11 de julho de 2026
SÃO JOSÉ

'Só segui o GPS': motorista diz que foi bloqueado de app após jovem se atirar do carro

Por Da Redação | São José dos Campos
| Tempo de leitura: 3 min
Reprodução
Motorista afirma que apenas seguiu o caminho indicado pelo GPS

"Eu só segui o GPS".
A afirmação foi feita pelo motorista de aplicativo que guiava o carro quando uma estudante de Biomedicina de 20 anos pulou do veículo em movimento, durante a viagem, na altura da Via Dutra, em São José dos Campos. Ele afirmou que está 'desesperado' e com 'medo'.

"A menina teve um surto pelo simples fato de ela achar que eu tinha que entrar em uma via e não eu eu não ter entrado, porque eu estava seguindo o GPS", disse ele à reportagem.

O motorista afirma que foi bloqueado pelo aplicativo e que deseja provar que não é nem sequestrador, estuprador ou gordofóbico, como foi chamado.
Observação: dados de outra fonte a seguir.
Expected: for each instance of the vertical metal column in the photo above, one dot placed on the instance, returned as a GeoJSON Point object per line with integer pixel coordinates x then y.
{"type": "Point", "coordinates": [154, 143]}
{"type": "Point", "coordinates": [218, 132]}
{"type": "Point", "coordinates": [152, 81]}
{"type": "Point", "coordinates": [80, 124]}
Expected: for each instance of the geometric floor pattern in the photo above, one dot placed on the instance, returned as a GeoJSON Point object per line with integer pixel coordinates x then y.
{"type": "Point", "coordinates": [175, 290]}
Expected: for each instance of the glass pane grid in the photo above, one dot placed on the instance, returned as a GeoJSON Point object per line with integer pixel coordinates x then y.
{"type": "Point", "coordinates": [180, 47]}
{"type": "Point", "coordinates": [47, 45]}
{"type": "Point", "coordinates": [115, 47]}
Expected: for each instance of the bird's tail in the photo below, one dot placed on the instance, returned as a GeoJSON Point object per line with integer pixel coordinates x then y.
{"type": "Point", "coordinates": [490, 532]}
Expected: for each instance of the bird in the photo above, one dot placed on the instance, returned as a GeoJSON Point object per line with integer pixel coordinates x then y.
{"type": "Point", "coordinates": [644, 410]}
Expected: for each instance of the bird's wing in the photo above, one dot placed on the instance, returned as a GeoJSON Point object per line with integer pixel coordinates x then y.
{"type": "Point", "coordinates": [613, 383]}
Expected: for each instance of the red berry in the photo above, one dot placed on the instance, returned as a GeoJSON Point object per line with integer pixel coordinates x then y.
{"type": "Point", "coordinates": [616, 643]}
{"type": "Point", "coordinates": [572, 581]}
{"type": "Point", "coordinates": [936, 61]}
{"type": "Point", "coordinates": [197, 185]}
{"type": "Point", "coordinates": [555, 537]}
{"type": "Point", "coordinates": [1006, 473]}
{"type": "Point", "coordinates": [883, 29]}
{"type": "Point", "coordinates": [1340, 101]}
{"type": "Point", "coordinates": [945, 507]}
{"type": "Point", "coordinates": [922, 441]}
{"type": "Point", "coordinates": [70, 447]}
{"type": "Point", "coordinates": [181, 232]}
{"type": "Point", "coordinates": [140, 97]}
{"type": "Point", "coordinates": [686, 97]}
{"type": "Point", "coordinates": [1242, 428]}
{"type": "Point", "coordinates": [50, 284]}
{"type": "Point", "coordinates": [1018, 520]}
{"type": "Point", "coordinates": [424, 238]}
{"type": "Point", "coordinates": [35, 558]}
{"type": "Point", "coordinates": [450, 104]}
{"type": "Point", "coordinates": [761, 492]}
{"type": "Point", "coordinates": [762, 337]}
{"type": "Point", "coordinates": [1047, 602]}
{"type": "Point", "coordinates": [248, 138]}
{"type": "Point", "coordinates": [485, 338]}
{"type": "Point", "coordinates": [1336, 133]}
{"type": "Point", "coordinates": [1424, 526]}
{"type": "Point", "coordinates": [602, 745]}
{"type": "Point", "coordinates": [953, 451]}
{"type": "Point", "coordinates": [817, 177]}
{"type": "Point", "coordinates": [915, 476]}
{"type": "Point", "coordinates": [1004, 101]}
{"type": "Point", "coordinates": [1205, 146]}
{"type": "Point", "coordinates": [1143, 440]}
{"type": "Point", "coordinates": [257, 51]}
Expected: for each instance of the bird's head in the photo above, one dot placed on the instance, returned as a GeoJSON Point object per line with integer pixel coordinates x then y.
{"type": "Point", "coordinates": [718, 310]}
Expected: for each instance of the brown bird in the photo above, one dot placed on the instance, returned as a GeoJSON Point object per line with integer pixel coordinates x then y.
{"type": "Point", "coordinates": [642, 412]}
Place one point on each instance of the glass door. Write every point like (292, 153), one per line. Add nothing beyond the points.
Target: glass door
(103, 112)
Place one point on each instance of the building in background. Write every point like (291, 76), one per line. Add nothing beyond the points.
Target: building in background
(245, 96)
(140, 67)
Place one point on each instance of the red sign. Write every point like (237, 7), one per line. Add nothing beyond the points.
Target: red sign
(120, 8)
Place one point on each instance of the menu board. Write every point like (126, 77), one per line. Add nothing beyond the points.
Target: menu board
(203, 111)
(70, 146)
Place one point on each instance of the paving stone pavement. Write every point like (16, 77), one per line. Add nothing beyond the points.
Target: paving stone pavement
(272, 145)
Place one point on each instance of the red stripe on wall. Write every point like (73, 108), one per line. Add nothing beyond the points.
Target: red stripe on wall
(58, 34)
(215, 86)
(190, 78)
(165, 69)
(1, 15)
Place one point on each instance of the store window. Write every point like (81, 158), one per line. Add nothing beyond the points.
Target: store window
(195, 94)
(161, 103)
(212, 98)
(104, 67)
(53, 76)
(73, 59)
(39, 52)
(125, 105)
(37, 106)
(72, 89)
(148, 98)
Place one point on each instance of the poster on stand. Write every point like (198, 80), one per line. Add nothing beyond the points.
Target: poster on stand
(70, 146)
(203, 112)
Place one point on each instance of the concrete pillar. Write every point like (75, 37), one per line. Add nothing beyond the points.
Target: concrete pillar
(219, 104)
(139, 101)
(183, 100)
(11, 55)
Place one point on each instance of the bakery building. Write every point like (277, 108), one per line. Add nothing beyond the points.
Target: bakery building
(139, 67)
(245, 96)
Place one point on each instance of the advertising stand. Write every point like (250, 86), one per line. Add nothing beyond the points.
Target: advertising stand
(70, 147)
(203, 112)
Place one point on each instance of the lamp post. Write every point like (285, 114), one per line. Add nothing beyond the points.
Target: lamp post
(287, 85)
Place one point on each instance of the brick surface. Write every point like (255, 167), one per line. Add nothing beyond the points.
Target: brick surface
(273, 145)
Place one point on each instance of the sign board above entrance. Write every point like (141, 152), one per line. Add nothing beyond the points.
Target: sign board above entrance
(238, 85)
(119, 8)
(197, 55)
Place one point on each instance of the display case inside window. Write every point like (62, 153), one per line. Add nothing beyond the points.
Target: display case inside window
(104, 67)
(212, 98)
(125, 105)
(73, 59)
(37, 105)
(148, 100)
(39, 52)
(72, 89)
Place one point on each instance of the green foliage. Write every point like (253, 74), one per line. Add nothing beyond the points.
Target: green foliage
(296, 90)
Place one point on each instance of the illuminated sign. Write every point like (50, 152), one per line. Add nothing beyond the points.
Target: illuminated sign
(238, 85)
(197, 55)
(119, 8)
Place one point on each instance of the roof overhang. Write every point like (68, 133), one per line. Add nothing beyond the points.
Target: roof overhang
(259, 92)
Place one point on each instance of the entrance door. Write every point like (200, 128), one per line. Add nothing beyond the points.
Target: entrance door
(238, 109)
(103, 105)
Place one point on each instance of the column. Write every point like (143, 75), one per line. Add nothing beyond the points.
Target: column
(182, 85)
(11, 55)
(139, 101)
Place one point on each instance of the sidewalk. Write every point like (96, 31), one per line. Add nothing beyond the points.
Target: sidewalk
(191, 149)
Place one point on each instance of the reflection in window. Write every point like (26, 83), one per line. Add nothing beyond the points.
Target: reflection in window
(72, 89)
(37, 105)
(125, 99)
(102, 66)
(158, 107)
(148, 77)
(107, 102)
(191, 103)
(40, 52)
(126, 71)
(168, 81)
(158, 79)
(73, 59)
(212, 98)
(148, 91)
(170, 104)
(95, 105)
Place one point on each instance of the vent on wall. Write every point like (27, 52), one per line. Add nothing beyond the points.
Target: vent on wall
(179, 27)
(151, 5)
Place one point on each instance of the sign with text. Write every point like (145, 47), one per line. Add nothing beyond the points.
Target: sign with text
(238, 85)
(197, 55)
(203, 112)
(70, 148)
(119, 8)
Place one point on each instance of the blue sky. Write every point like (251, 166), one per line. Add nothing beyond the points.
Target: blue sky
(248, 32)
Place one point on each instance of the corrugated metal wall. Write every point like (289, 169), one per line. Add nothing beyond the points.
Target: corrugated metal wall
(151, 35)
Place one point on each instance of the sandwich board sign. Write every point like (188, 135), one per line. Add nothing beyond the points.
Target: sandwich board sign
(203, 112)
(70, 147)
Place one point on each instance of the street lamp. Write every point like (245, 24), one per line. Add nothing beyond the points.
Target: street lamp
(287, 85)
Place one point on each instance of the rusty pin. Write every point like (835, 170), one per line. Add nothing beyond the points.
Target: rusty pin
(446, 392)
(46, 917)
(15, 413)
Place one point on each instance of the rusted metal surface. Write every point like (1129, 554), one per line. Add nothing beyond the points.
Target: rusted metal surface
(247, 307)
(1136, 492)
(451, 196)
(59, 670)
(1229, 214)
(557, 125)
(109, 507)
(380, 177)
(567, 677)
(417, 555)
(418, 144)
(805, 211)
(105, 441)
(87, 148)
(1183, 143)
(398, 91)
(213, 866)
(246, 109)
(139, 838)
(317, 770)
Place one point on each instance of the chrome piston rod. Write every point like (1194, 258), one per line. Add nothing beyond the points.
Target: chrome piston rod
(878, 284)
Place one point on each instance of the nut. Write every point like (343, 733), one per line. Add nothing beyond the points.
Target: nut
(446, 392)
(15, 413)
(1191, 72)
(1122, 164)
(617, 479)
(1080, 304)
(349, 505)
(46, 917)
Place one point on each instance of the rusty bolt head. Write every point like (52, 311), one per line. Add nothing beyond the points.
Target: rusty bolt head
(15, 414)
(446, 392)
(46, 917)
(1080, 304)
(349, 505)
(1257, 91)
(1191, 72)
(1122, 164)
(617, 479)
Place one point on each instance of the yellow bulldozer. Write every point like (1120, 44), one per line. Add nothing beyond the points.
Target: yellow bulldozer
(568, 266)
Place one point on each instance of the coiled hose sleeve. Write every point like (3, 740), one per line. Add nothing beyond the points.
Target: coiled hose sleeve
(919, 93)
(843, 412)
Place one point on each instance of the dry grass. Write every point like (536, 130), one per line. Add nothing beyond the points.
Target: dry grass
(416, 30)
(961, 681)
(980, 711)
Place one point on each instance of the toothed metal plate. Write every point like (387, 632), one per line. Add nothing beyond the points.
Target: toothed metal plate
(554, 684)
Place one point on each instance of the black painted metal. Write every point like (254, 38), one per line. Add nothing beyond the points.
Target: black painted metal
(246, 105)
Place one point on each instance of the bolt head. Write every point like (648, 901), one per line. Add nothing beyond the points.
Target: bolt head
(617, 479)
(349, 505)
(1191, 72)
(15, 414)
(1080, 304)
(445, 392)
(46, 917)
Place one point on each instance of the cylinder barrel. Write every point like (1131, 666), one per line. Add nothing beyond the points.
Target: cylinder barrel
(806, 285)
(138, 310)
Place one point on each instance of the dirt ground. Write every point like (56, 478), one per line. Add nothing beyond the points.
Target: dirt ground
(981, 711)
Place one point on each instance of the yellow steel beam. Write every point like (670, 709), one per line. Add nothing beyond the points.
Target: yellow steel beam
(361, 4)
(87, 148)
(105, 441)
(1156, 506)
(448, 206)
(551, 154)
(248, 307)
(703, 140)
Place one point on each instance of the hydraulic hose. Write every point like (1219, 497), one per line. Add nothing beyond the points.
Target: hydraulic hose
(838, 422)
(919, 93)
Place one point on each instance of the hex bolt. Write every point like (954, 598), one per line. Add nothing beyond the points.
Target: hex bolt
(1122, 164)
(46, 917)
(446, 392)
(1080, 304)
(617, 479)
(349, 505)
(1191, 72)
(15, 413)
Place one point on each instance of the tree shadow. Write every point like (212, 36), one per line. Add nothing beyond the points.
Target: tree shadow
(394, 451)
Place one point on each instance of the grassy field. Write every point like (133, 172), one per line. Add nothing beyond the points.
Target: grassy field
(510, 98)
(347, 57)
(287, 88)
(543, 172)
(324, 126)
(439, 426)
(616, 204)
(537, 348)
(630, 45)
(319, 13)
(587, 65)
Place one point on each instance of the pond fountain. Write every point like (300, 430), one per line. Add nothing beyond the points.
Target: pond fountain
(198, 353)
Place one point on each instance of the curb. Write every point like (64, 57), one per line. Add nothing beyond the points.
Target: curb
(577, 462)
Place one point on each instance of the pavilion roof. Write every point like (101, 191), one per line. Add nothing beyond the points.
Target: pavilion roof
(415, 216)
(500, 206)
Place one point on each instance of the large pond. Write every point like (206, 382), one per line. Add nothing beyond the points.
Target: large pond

Ele próprio procurou a polícia, na tentativa de esclarecer o caso.

"As pessoas estão me taxando de sequestrador e até de estuprador. Estou impossibilitado de trabalhar, estou bloqueado pelo app", afirmou.

A história teve início quando o motorista aceitou uma corrida com partida da Faculdade anhembi-Morumbi até o Novo Horizonte, na zona leste. Ele havia dito à passageira que estava com pouco combustível e ia parar para abastecer.

Na Vila Industrial, na avenida JK, o combustível acabou em frente a um posto e o motorista abasteceu R$ 40 de etanol. Depois, seguiu viagem. Ao passar por uma rotatória, o GPS o orientou a pegar a segunda entrada, seguindo na direção da Via Dutra, no sentido Santa Inês/Pararangaba.

Neste momento, a passageira teria dito que a entrada correta havia ficado para trás.
“Quando eu fui explicar para ela que estava seguindo o GPS, eu não tive nem tempo. Ela abriu a porta do carro e só olhei para o lado e falei: ‘não moça! não moça!’ Nessa, eu fui e joguei para o acostamento e reduzi a velocidade e falei: ‘não moça!’ e ela se jogou e eu parei o carro. Desci e vi ela caída. Fui até ela e ela se levantou e começou a correr no fluxo contrário. Ali vinha o pessoal da romaria e ela se sentiu mais acolhida e comecei a perguntar para ela porque ela fez isso e ela não respondeu nada, só me olhava”.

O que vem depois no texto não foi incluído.